Some of the questions Kaplan poses involve whether the sprawling campuses and huge buildings built by many congregations in past years are still necessary; whether online religious education and worship will become the norm for many Jews; and, perhaps most importantly, whether Judaism will focus less on community and more on the spiritual quest of the individual. Kaplan believes that the Reform Judaism of the future will be quite different than the Judaism of today, but that by holding onto “the values at the heart of Reform theology and building communities around a common and passionate commitment to those principals,” it has a bright future.

Jabotinsky: A Life

041814_mishmash_bookBy Hillel Halkin
Yale University Press, 235 pages

Vladimir Jabotinsky was passionate, unpredictable and full of contradictions. He was also the fiery leader of the Revisionist Zionist Movement.

Author Hillel Halkin deftly tells Jabotinsky’s story, first taking considerable time to illustrate why growing up in a city like Odessa truly shaped Jabotinsky’s outlook — on life, politics and the need for a Jewish state.

Then Halkin dissects Jabotinsky’s life in two parts: before, then after “his Zionist activity dominated all else.”

But throughout his life, Jabotinsky was a prolific writer in Hebrew, Russian and Yiddish — he was an accomplished journalist, poet, novelist and playwright, and he wrote hundreds of letters. Halkin includes excerpts of Jabotinsky’s writings throughout the book, allowing the reader an even more personal insight.

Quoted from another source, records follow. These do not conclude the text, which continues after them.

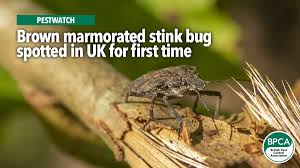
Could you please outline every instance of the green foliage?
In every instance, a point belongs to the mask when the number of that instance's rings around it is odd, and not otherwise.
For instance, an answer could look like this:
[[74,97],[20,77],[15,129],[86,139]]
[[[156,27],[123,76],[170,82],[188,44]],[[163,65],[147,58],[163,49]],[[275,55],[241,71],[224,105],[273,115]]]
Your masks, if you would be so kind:
[[28,106],[23,101],[15,81],[0,68],[0,148],[5,136],[3,129],[10,116],[19,110],[26,110]]
[[[216,0],[138,0],[157,18],[195,32],[212,32],[212,50],[233,64],[238,63],[238,26],[221,12]],[[194,54],[195,56],[195,54]]]
[[0,68],[0,99],[10,99],[14,101],[22,101],[22,97],[15,81],[9,76],[9,74]]

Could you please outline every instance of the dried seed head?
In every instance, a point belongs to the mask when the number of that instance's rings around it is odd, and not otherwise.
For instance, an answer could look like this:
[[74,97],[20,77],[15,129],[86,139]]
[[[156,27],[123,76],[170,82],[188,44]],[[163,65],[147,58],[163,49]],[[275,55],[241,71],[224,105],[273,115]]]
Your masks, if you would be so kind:
[[246,73],[250,78],[253,91],[239,82],[242,92],[233,89],[246,103],[246,109],[258,121],[265,120],[277,130],[284,130],[294,137],[296,153],[300,156],[300,105],[290,85],[282,81],[286,96],[283,96],[272,81],[263,77],[252,65],[247,63]]

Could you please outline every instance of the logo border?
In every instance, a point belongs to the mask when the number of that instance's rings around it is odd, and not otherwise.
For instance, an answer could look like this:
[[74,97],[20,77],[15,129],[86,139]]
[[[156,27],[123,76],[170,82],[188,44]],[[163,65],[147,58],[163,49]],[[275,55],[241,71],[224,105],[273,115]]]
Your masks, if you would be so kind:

In the epilogue, Halkin conjures a conversation between himself and Jabotinsky, posing questions about some of his famous contradictions and even present-day Israeli issues.

Overall, the author works to undo some of the stereotypes about Jabotinsky through the telling of successes and the eventual failure of this political maverick. But ultimately Jabotinsky “was more prescient about most things than the men he opposed, [yet] he never had their power to influence events.”

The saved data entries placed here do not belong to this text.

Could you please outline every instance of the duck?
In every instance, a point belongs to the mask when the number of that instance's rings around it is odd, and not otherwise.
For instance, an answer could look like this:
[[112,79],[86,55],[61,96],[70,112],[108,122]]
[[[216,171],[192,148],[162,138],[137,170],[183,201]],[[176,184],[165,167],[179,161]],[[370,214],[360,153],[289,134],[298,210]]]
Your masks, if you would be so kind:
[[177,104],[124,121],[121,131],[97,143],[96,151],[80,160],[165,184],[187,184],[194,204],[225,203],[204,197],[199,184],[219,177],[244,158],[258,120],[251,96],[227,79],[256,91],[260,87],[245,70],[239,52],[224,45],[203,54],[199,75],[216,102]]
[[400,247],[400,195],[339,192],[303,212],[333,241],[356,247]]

Slices of Life, A Food Writer Cooks Through Many a Conundrum

041114_mishmash_bookBy Leah Eskin
Running Press, 408 pages

Sometimes it’s best to describe something in terms of what it’s not.

In that vein, readers looking for the newest entrant in the cookbook genre of today — think coffee-table tomes of glossy photos that make mouths water and desires burn — will not find it in culinary columnist Leah Eskin’s “Slices of Life.” Nor will they find in its paragraphs the encyclopedic collection of yesteryear, as in Irma S. Rombauer’s still-in-print classic, “Joy of Cooking.”

What Eskin, a Baltimore resident, instead achieves is not unlike her “Home on the Range” column found in the Chicago Tribune and, every now and then, in the pages of The Baltimore Sun. Her cookbook is more autobiography, representing the epicurean adventures of a writer who also loves to cook. And while there’s nothing inherently Jewish about her menu — recipes for decidedly non-kosher dishes abound — her journey is distinctly a Jewish one, including such episodes as her foray into the intimidating world of brisket and a full-hearted attempt at a traditional Shabbat meal, only to be thwarted by the demands and last-minute interruptions of life.

“This book isn’t about how to raise the perfect child or set the perfect table or even turn out the perfect dinner party,” Eskin admitted. “It’s about normal, messy, frustrating, interesting life.”